No desfile das ruas mudanças vão aparecer no ano de 1952. As entidades Federação e União Geral se reuniram, no dia 5 de março, na Associação das Escolas de Samba e o regulamento dos desfiles passou a determinar que as alas se apresentassem fantasiadas e não com uniformes e que o samba estivesse relacionado ao enredo. Foi essa característica que permitiu ao samba-enredo constituir-se como gênero musical próprio. Com o Partido Comunista na ilegalidade, as escolas deixam de ser palco de disputas políticas. Deixam de existir dois desfiles distintos com diferentes campeões, conforme vinha ocorrendo desde 1949. As Escolas também passam a ser divididas em dois grupos desfilando em locais distintos – na av. Presidente Vargas e na Central do Brasil. No primeiro, inscrevem-se escolas de samba com um mínimo de 300 componentes e, no segundo, exige-se um mínimo de cem; era uma forma de tentar controlar o horário de término da festa (LINHA... www, 2006; CABRAL, 1996, p.161-168). Pela crescente presença de público a Prefeitura instala um tablado com um metro de altura para o desfile das Escolas principais, que deixa de ser montado a partir do carnaval de 1957, quando as Escolas de Samba trocam o local de desfile (ARAÚJO, 2003).

A comercialização do desfile começa a ganhar forma no carnaval de 1958, ano no qual o grande volume de público institui um novo tipo de comércio: o pagamento de CR$ 5 (cinco cruzeiros) para assistir ao desfile acomodado em caixotes de madeira. E pela primeira vez a comissão julgadora pôde dar a nota fracionada (LINHA... www, 2006; ARAÚJO, 2003).

A valorização real do samba-enredo ou samba de enredo, enquanto criação musical, só aconteceu efetivamente a partir da década de 1950. Edigar de Alencar, por exemplo, deixa isto claro em seu livro quando comenta que

Geralmente tais sambas são longos, de letras extensas, rimas escassas, e fazem o relato de um fato ou a descrição de um personagem. Pouco poderemos falar desse gênero porque se trata de música quase particular, cantada somente no desfile da escola. Raramente é gravada e pela sua extensão poética e às vezes melódica é difícil de ser decorada pelo povo (1980, p.378-379).
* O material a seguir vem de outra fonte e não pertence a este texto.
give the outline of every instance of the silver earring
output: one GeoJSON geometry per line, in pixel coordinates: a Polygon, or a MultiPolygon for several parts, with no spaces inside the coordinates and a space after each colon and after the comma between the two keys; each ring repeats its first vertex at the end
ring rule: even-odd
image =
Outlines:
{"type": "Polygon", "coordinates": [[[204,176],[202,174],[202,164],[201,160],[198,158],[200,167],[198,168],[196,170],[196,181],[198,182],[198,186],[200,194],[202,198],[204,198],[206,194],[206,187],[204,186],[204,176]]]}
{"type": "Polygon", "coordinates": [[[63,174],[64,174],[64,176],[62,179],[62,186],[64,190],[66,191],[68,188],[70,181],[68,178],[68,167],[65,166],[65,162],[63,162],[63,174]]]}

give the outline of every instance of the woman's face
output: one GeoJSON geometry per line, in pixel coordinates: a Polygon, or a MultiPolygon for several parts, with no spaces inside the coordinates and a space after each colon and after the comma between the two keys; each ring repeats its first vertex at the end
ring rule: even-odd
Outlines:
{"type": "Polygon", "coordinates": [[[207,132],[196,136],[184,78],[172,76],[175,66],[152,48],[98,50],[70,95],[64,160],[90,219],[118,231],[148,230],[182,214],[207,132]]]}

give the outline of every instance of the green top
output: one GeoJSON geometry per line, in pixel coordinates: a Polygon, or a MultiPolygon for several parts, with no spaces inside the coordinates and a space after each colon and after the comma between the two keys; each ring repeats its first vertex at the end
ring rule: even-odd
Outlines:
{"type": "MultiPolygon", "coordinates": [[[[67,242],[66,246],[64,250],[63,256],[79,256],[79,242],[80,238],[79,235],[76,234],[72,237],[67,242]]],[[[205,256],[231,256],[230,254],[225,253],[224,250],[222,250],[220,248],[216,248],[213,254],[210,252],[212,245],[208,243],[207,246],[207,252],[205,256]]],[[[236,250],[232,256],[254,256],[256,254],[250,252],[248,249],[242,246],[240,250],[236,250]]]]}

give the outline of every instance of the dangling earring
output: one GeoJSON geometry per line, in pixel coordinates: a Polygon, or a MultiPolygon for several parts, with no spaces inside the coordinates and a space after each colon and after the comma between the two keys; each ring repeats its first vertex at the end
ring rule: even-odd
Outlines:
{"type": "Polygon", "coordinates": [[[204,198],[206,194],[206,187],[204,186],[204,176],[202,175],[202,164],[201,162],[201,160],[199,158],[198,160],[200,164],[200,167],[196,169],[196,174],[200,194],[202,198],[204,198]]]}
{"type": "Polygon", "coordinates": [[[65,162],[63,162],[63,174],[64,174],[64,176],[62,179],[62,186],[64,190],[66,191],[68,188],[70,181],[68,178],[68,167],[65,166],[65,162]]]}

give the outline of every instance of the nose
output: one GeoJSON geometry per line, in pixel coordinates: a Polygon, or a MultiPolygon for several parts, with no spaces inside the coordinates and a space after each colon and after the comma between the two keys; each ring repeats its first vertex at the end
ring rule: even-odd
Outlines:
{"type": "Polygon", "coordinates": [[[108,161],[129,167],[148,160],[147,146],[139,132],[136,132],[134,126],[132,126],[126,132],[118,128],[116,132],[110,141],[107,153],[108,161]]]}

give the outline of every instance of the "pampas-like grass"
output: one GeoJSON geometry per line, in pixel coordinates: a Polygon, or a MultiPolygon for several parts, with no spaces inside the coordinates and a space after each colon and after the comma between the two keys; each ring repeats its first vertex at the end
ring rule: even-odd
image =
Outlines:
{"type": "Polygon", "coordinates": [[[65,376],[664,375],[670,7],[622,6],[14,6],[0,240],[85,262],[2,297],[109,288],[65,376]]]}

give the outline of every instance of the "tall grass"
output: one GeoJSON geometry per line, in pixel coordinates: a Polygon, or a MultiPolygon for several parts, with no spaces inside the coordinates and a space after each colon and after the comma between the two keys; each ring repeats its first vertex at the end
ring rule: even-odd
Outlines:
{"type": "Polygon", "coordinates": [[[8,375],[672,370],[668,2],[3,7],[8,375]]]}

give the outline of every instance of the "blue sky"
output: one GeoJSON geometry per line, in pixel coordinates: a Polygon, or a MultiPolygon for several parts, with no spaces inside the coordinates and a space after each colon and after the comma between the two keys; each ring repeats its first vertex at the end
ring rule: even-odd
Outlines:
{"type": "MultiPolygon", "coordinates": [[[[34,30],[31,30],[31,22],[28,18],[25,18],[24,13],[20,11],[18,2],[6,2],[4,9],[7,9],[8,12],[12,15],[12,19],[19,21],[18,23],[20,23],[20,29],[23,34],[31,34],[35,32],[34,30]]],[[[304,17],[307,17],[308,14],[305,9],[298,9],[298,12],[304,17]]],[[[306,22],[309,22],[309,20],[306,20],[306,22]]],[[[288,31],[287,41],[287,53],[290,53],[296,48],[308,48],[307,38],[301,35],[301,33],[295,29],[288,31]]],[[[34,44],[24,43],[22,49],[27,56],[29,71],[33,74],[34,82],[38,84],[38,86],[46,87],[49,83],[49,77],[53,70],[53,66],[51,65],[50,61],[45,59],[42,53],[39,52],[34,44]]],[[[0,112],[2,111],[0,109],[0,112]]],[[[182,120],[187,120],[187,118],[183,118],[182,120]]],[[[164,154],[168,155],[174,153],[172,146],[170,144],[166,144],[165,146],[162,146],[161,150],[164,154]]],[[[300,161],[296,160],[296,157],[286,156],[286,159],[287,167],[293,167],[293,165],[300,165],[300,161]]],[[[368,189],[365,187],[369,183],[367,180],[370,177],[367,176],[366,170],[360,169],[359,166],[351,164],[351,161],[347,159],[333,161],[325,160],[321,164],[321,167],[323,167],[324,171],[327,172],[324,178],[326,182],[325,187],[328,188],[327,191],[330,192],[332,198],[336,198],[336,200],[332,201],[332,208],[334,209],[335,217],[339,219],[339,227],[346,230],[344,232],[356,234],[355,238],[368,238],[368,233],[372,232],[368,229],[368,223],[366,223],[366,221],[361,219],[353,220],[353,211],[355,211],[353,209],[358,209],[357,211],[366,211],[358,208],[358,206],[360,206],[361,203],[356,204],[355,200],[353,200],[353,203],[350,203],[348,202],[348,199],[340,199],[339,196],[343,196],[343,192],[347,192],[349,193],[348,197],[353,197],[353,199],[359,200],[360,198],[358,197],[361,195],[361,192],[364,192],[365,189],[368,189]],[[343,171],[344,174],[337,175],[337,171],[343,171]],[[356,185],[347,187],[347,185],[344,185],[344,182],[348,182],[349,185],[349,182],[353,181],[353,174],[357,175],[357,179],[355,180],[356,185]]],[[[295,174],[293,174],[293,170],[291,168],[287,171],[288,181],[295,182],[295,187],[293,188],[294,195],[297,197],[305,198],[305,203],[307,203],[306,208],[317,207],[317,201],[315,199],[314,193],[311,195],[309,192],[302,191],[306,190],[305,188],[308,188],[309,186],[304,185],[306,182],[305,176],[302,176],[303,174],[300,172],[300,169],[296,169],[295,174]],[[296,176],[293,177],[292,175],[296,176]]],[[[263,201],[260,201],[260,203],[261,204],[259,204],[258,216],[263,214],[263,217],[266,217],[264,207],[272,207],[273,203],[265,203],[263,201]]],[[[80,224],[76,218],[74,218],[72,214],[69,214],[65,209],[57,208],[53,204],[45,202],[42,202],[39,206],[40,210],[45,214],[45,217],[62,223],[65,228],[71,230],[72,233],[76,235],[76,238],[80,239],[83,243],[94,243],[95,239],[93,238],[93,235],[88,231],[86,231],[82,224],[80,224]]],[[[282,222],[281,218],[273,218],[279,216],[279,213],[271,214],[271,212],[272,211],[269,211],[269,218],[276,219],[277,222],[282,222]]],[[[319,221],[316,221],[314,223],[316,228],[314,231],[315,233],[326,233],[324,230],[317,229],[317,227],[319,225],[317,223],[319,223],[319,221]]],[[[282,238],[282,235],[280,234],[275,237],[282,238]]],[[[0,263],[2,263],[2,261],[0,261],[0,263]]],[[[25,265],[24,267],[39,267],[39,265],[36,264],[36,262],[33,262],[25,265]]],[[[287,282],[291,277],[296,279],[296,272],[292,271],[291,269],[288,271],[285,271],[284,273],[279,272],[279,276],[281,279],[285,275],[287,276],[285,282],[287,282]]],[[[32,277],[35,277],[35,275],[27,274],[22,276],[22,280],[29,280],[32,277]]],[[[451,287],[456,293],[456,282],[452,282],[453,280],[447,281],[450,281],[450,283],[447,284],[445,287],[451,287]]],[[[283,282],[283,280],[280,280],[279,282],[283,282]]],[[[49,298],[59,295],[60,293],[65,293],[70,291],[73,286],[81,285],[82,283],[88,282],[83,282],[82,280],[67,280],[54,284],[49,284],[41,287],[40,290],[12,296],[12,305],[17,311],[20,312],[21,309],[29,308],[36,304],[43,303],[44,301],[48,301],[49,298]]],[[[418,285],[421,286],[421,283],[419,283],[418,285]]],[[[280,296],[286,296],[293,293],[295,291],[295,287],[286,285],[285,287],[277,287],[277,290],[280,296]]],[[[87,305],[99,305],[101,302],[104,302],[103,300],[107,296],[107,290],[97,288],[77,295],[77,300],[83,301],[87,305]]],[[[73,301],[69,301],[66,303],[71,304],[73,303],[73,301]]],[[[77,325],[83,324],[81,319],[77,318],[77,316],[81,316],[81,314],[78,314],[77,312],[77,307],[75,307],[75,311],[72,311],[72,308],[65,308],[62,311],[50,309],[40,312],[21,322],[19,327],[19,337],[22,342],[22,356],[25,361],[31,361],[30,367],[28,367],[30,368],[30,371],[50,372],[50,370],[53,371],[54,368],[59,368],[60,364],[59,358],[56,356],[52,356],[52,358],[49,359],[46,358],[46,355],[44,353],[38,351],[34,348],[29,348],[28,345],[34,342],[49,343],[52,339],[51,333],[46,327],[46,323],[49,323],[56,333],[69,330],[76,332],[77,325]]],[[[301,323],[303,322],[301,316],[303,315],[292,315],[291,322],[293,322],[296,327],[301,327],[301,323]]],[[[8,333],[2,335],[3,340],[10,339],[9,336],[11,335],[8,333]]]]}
Estas afirmações devem ser resquícios da primeira edição da obra, datada de 1965, quase dez anos antes da assinatura do primeiro contrato de gravação das Escolas de Samba com a indústria fonográfica. Ainda ecoa o momento de afirmação do gênero.

Augras (1998, p.65) acredita que um livro foi fundamental na constituição dos enredos de temas nacionais: Porque me ufano do meu paiz, de Afonso Celso, escrito em 1921. Esta obra enumera os ideais de superioridade do Brasil: grandeza territorial, beleza, clima, ausência de calamidades, excelência do tipo nacional, generosidade da natureza; adicionados aos aspectos históricos de suavidade do regime colonial, sistema escravista suave, generosidade com os outros povos. A partir destes aspectos os grandes eventos nacionais seriam a atuação dos Jesuítas, as investidas dos bandeirantes, a república dos Palmares, a guerra contra os holandeses, a retirada da Laguna e a Independência.